For each woman in the study, an overall LR was calculated from the product of the individual LR in turn corresponding to the presence and absence of an abnormality or marker. When none were present, the overall LR was the directly computed value. The Down syndrome risk based on maternal age alone and each of the screening tests, respectively, was modified by multiplying the odds by the overall LR. To do this, the risk was first expressed as an odds, which was then multiplied by the LR and reexpressed in terms of risk, as described by Royston and Thompson.12 In general, the LR for the presence of a useful marker is greater than 2, and that for absence will be somewhat less than 1 but not markedly so. Thus, the presence of even a single isolated marker is likely to increase the Down syndrome risk. However, if that marker is relatively weak, it may be considerably offset by the absence of other stronger markers when multiplied together.

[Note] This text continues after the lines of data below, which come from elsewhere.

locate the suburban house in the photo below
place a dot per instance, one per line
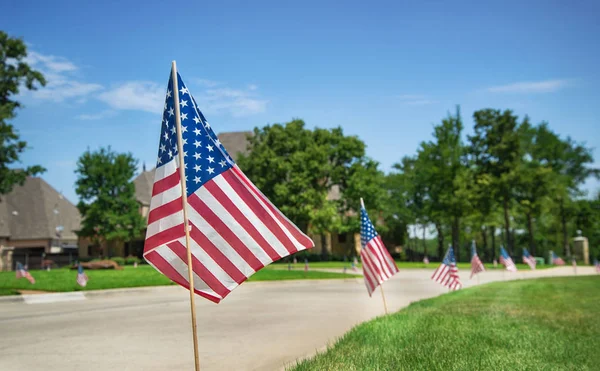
(36, 223)
(236, 143)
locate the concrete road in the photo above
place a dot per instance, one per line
(260, 326)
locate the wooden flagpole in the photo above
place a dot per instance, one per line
(383, 296)
(185, 220)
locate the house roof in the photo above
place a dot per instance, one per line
(34, 211)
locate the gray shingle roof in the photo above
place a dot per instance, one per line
(35, 209)
(234, 142)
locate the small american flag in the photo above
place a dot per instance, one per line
(527, 258)
(506, 260)
(22, 272)
(81, 276)
(476, 264)
(378, 265)
(234, 229)
(557, 260)
(447, 272)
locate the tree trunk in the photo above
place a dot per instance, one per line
(456, 237)
(440, 233)
(507, 226)
(563, 222)
(531, 234)
(493, 233)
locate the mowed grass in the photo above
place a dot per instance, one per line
(63, 280)
(401, 265)
(543, 324)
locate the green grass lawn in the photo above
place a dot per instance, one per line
(401, 265)
(543, 324)
(62, 280)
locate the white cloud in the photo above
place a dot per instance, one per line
(546, 86)
(136, 95)
(96, 116)
(61, 82)
(236, 102)
(414, 100)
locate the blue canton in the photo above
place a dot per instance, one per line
(203, 154)
(367, 230)
(449, 258)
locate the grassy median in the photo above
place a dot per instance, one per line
(543, 324)
(63, 280)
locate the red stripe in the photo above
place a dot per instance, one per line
(224, 231)
(259, 210)
(166, 183)
(199, 269)
(165, 210)
(167, 269)
(299, 236)
(226, 202)
(216, 255)
(163, 237)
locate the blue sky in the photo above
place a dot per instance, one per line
(385, 71)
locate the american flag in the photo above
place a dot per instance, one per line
(506, 260)
(557, 260)
(21, 272)
(234, 229)
(476, 264)
(527, 258)
(447, 272)
(81, 277)
(378, 265)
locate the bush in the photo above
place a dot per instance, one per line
(119, 260)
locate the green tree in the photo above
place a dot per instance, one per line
(107, 203)
(14, 73)
(496, 150)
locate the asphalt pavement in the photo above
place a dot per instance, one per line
(259, 326)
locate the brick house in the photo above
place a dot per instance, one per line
(37, 221)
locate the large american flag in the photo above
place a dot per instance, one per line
(234, 229)
(447, 273)
(506, 260)
(476, 264)
(81, 276)
(557, 260)
(22, 272)
(378, 265)
(527, 258)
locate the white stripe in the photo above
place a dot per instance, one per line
(181, 267)
(235, 227)
(251, 216)
(164, 224)
(211, 265)
(220, 243)
(385, 256)
(295, 242)
(165, 197)
(372, 257)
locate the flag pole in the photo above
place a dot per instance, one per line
(185, 219)
(383, 296)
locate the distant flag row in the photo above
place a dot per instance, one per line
(22, 272)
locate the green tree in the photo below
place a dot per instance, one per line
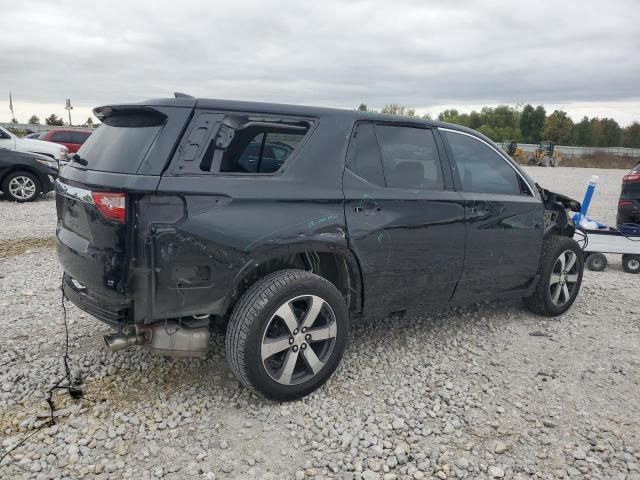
(611, 132)
(53, 119)
(581, 134)
(631, 136)
(558, 127)
(531, 123)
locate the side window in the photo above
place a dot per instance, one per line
(480, 168)
(261, 148)
(410, 157)
(364, 155)
(79, 137)
(61, 137)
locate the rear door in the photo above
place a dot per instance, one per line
(97, 193)
(504, 218)
(405, 221)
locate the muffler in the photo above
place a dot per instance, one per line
(120, 341)
(186, 338)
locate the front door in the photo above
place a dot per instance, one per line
(504, 219)
(405, 221)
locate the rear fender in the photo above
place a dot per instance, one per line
(556, 219)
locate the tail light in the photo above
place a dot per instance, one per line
(111, 205)
(631, 178)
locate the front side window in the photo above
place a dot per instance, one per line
(481, 169)
(410, 157)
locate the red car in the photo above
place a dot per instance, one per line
(72, 139)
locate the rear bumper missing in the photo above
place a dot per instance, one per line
(103, 308)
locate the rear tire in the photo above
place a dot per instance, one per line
(596, 262)
(631, 263)
(21, 186)
(287, 334)
(561, 269)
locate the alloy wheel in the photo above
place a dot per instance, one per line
(299, 339)
(22, 187)
(564, 278)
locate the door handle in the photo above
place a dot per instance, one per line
(478, 211)
(367, 211)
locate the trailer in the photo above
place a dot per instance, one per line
(595, 243)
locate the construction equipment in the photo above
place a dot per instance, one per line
(515, 152)
(545, 155)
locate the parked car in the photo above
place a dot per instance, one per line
(12, 142)
(72, 139)
(629, 202)
(24, 176)
(162, 230)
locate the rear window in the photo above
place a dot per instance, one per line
(121, 142)
(260, 149)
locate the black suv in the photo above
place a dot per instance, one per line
(629, 202)
(285, 223)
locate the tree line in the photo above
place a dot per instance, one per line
(532, 125)
(52, 120)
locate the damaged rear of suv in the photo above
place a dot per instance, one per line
(285, 222)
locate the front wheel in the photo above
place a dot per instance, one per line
(561, 272)
(287, 334)
(21, 186)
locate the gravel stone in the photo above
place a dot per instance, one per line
(465, 392)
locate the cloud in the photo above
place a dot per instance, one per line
(331, 53)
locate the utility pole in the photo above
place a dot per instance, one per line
(68, 108)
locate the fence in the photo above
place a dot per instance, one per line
(29, 128)
(567, 151)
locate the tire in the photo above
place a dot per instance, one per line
(561, 269)
(267, 346)
(631, 263)
(21, 186)
(596, 262)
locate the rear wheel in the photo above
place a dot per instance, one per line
(287, 334)
(596, 262)
(21, 186)
(631, 263)
(561, 272)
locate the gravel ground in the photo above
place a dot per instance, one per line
(485, 391)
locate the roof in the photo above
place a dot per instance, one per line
(287, 109)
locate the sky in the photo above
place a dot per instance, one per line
(581, 56)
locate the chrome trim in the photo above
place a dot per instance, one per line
(74, 193)
(501, 154)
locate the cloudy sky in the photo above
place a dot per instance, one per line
(583, 56)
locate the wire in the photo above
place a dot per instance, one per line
(72, 387)
(583, 241)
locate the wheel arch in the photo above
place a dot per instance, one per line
(336, 263)
(22, 168)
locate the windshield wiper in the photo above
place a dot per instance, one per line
(78, 159)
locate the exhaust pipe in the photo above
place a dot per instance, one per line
(187, 338)
(120, 341)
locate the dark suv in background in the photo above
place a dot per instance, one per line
(287, 222)
(629, 202)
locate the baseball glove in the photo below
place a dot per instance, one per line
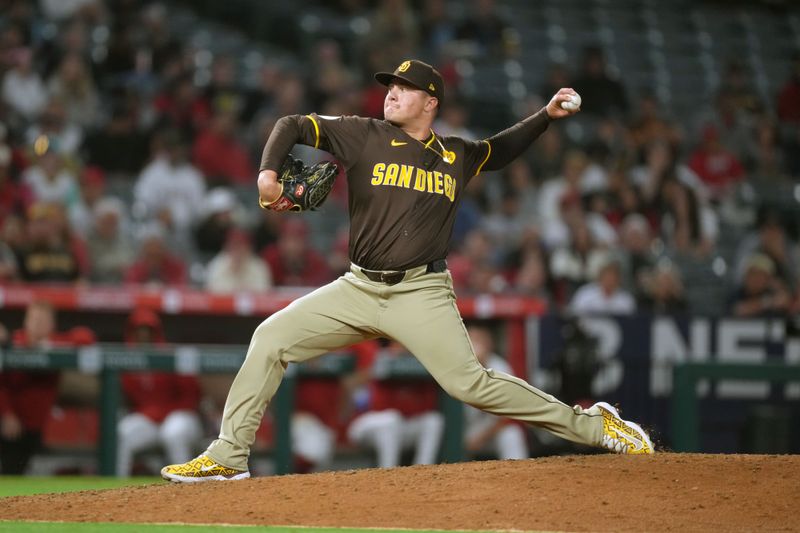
(303, 188)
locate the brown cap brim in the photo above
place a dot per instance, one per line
(385, 78)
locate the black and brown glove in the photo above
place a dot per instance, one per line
(303, 188)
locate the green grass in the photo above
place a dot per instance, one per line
(49, 527)
(21, 486)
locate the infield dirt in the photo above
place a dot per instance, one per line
(665, 492)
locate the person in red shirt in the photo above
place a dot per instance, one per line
(403, 414)
(292, 260)
(219, 155)
(155, 265)
(323, 409)
(717, 167)
(163, 406)
(26, 397)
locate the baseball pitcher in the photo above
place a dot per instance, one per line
(404, 184)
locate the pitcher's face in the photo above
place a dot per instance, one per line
(405, 103)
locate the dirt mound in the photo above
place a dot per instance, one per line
(667, 492)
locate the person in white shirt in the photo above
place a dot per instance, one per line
(605, 295)
(169, 188)
(23, 89)
(236, 268)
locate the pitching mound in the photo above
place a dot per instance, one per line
(680, 492)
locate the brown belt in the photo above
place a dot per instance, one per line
(393, 277)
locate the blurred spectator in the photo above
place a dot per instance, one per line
(324, 406)
(218, 219)
(169, 188)
(13, 232)
(118, 146)
(92, 189)
(14, 197)
(110, 245)
(736, 82)
(605, 295)
(47, 254)
(292, 260)
(61, 10)
(760, 293)
(394, 29)
(402, 414)
(602, 94)
(23, 89)
(49, 179)
(220, 155)
(27, 397)
(119, 64)
(8, 264)
(718, 168)
(546, 156)
(162, 48)
(663, 291)
(638, 246)
(236, 268)
(558, 76)
(661, 162)
(339, 256)
(559, 200)
(486, 278)
(222, 93)
(75, 241)
(574, 264)
(267, 228)
(437, 29)
(650, 126)
(484, 432)
(766, 159)
(476, 250)
(181, 106)
(163, 406)
(771, 239)
(52, 125)
(155, 265)
(531, 278)
(506, 223)
(789, 96)
(453, 120)
(331, 79)
(486, 29)
(687, 224)
(732, 126)
(73, 86)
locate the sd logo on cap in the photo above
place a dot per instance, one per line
(417, 74)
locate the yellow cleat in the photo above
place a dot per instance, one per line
(201, 468)
(621, 436)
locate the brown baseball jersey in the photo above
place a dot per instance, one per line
(403, 192)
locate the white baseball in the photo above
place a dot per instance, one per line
(573, 103)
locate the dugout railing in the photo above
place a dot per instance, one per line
(685, 403)
(107, 361)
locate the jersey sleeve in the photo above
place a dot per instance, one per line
(344, 137)
(476, 153)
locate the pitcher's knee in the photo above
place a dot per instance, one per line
(466, 389)
(267, 342)
(432, 422)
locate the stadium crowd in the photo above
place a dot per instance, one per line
(128, 156)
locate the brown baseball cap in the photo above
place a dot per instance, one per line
(418, 74)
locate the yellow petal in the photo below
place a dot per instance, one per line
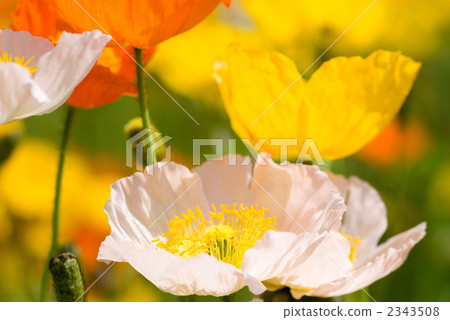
(350, 100)
(344, 105)
(250, 81)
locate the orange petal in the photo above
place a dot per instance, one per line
(227, 3)
(109, 80)
(141, 23)
(39, 18)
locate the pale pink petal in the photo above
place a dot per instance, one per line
(17, 90)
(329, 261)
(60, 70)
(301, 197)
(141, 205)
(365, 217)
(226, 181)
(200, 275)
(278, 252)
(386, 259)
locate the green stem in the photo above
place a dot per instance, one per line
(56, 205)
(145, 111)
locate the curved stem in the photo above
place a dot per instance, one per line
(145, 112)
(55, 219)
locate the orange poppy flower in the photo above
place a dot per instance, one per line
(407, 142)
(114, 73)
(140, 23)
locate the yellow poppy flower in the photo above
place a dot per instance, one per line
(343, 106)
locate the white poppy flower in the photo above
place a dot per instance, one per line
(364, 223)
(220, 227)
(36, 77)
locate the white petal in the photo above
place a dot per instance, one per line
(62, 69)
(278, 252)
(388, 258)
(200, 275)
(17, 90)
(301, 197)
(226, 181)
(23, 44)
(329, 261)
(141, 205)
(365, 217)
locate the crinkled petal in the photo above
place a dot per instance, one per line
(389, 257)
(143, 24)
(301, 197)
(278, 252)
(365, 217)
(350, 100)
(141, 205)
(200, 275)
(63, 68)
(17, 91)
(232, 174)
(328, 261)
(250, 82)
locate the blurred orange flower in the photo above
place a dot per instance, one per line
(6, 6)
(399, 141)
(114, 73)
(140, 23)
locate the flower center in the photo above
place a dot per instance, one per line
(226, 235)
(5, 57)
(354, 241)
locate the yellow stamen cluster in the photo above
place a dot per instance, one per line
(354, 241)
(226, 235)
(5, 57)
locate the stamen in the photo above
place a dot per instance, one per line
(226, 235)
(5, 57)
(354, 241)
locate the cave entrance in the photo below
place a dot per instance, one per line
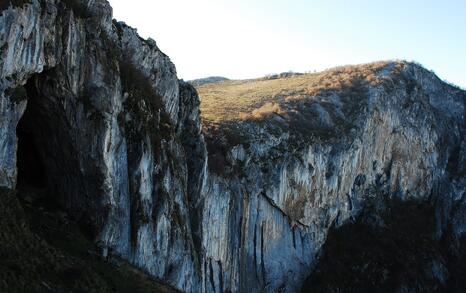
(29, 159)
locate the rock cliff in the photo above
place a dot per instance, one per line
(96, 116)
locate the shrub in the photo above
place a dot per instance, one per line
(264, 112)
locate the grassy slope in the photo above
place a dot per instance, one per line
(225, 101)
(43, 251)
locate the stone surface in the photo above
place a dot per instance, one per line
(120, 139)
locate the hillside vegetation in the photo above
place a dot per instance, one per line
(321, 106)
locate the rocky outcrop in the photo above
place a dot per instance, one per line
(119, 141)
(112, 125)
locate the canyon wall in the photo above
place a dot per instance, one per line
(120, 140)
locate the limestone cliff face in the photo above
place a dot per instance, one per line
(120, 141)
(113, 127)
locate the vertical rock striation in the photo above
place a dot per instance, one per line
(121, 142)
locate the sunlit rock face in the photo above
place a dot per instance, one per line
(119, 137)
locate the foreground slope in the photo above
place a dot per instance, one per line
(95, 117)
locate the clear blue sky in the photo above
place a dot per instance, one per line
(243, 39)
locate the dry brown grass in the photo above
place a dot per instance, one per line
(259, 99)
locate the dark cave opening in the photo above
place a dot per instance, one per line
(30, 163)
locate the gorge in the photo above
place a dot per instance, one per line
(237, 190)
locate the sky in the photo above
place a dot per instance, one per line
(242, 39)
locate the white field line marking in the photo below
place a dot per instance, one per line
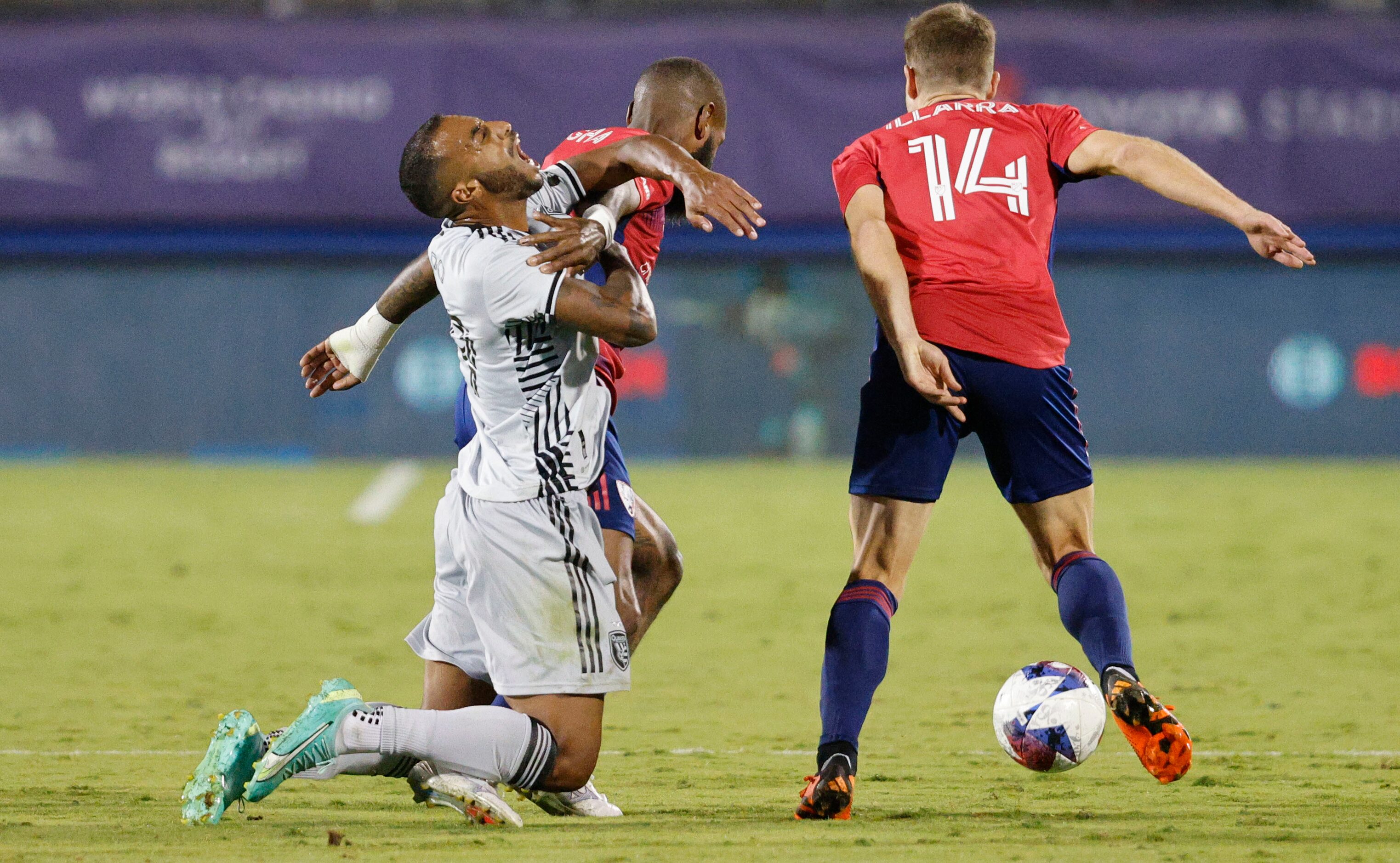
(741, 752)
(386, 493)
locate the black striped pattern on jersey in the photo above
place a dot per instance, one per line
(586, 606)
(465, 349)
(535, 356)
(552, 460)
(573, 178)
(537, 367)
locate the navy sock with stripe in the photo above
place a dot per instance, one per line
(1093, 610)
(857, 655)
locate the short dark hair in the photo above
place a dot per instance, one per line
(951, 44)
(419, 170)
(698, 79)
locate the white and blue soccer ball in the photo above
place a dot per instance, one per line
(1049, 716)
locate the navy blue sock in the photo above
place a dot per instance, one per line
(1094, 610)
(857, 653)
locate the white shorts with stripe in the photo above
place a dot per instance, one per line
(524, 596)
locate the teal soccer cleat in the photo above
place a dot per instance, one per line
(227, 767)
(308, 742)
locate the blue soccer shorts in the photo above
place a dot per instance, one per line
(1025, 419)
(611, 496)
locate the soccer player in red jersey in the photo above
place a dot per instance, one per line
(951, 210)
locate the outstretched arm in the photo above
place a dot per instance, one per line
(618, 311)
(924, 365)
(1172, 175)
(706, 192)
(577, 243)
(346, 358)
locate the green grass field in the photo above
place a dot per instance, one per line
(145, 598)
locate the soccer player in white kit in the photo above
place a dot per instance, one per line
(524, 595)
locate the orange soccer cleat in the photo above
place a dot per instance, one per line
(1157, 736)
(828, 795)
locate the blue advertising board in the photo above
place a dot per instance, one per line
(1196, 357)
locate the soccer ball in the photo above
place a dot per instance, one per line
(1049, 716)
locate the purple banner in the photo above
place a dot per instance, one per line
(215, 122)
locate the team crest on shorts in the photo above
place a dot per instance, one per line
(622, 655)
(629, 499)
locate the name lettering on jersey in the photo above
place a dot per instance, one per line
(919, 114)
(590, 136)
(969, 180)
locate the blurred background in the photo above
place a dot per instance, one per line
(193, 192)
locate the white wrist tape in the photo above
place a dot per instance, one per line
(604, 217)
(359, 347)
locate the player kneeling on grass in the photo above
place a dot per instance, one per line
(524, 596)
(951, 210)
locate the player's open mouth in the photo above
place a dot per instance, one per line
(521, 153)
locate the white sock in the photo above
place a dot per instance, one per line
(495, 744)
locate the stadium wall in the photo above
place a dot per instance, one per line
(1193, 357)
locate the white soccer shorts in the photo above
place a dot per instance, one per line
(524, 596)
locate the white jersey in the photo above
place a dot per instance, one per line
(541, 413)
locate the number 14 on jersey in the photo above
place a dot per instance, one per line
(969, 181)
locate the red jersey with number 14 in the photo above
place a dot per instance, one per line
(642, 231)
(971, 191)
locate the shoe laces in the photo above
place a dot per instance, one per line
(587, 792)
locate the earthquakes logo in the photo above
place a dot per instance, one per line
(254, 129)
(30, 152)
(622, 655)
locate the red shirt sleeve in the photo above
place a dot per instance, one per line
(654, 193)
(854, 168)
(1066, 129)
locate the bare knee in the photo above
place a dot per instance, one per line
(670, 564)
(573, 768)
(659, 563)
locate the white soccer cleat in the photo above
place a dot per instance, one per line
(587, 802)
(474, 798)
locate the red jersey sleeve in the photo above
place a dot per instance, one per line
(654, 193)
(854, 168)
(1066, 129)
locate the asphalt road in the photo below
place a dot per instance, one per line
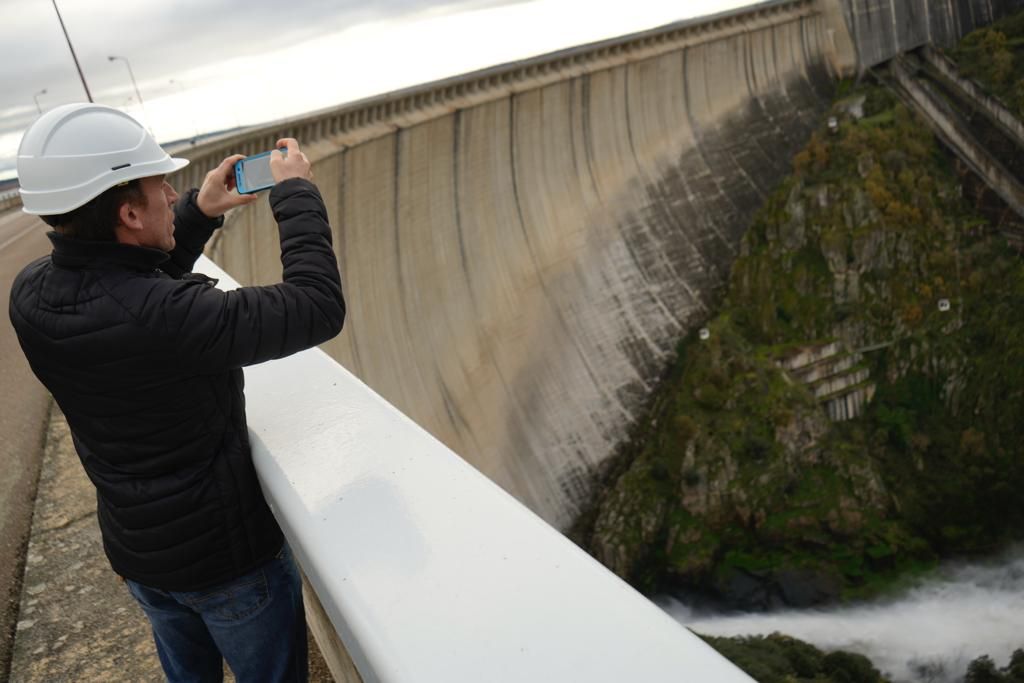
(24, 408)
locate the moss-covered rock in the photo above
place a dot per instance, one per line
(741, 486)
(778, 658)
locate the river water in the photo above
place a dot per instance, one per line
(926, 635)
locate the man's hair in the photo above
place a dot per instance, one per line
(96, 219)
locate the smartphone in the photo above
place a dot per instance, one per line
(253, 173)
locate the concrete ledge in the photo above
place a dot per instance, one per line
(426, 569)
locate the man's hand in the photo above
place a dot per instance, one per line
(294, 165)
(217, 194)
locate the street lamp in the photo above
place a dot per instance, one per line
(73, 55)
(138, 95)
(195, 122)
(36, 97)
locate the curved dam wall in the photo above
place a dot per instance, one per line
(522, 248)
(884, 29)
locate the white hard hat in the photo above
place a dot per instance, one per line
(75, 152)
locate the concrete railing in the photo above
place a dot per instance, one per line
(422, 569)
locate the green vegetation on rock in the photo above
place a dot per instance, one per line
(778, 658)
(741, 486)
(994, 57)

For the genetic sonogram alone, the 92nd–99th percentiles of risk were computed, and the detection rate was calculated using these as the cutoff risks. This detection rate for a fixed 5% false-positive rate was similarly calculated for the five screening tests before and after risk was modified by the genetic sonogram results. In addition, the detection rates were calculated for policies of substituting the genetic sonogram for biochemistry as the second stage of stepwise and contingent tests. Detection and false-positive rates were also calculated using a fixed 1 in 270 midtrimester risk cutoff. Pearson correlation coefficients were calculated, after logarithmic transformation, between each of the seven Down syndrome screening markers, in MoMs, and the overall LR. Pearson correlation coefficients were also calculated between femur and humerus length, in MoMs, after logarithmic transformation. To avoid the influence of extreme outliers, results exceeding three standard deviations from the mean were excluded.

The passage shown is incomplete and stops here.